L'ordine era stampato e affisso su diverse porte e posti di guardia, in tutta la città, e quanto precede è la fedele trascrizione di una di queste copie.
Il mio primo impulso fu semplice. Spensi la radio, come per impedirle di fornire delle prove contro di me, e mi avvicinai alla porta. Là, naturalmente, mi fermai. Ritornai davanti al tavolo, accanto al caminetto, e rimasi immobile. Non ero più calmo, né risoluto. Avrei voluto aprire la mia valigia, estrarne l'ansible, e inviare un Allarme Urgente ad Hain. Soffocai anche questo impulso, poiché era ancor più stupido del primo. Fortunatamente, non ebbi tempo per altri impulsi. La doppia porta, all'altra estremità dell'anticamera, si era aperta, e il ciambellano si fece da una parte, per lasciarmi passare, e mi annunciò: — Genry Ai — … il mio nome è Genly, ma i karhidiani non sanno pronunciare la «elle»… e dopo avermi annunciato, mi lasciò nella Sala Rossa, con Re Argaven XV.

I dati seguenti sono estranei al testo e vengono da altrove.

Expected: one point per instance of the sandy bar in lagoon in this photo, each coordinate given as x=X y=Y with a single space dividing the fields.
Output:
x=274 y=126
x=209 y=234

Un'immensa sala alta e lunga, quella Sala Rossa della Casa del Re. Mezzo miglio tra un focolare e l'altro. Mezzo miglio di altezza, fino al soffitto sostenuto da grandi travi, una sala piena di arazzi e bandiere rosse e polverose, che gli anni avevano sbiadito e stracciato ai margini. Le finestre sono soltanto fessure o feritoie nelle spesse pareti, le luci poche, fievoli, e in alto. I miei stivali nuovi fanno eck, eck, eck, eck, mentre io percorro la sala avvicinandomi al re, un viaggio di sei mesi.
Argaven era in piedi di fronte al focolare centrale, e più grande, dei tre che si trovavano nella sala, ed era su un basso e ampio palco, o piattaforma: una bassa figura nella penombra purpurea della sala immensa, una figura grassoccia, eretta, scura e abbastanza indistinta, nei lineamenti, e l'unico segno di distinzione era lo scintillio del grosso anello-sigillo che portava al pollice.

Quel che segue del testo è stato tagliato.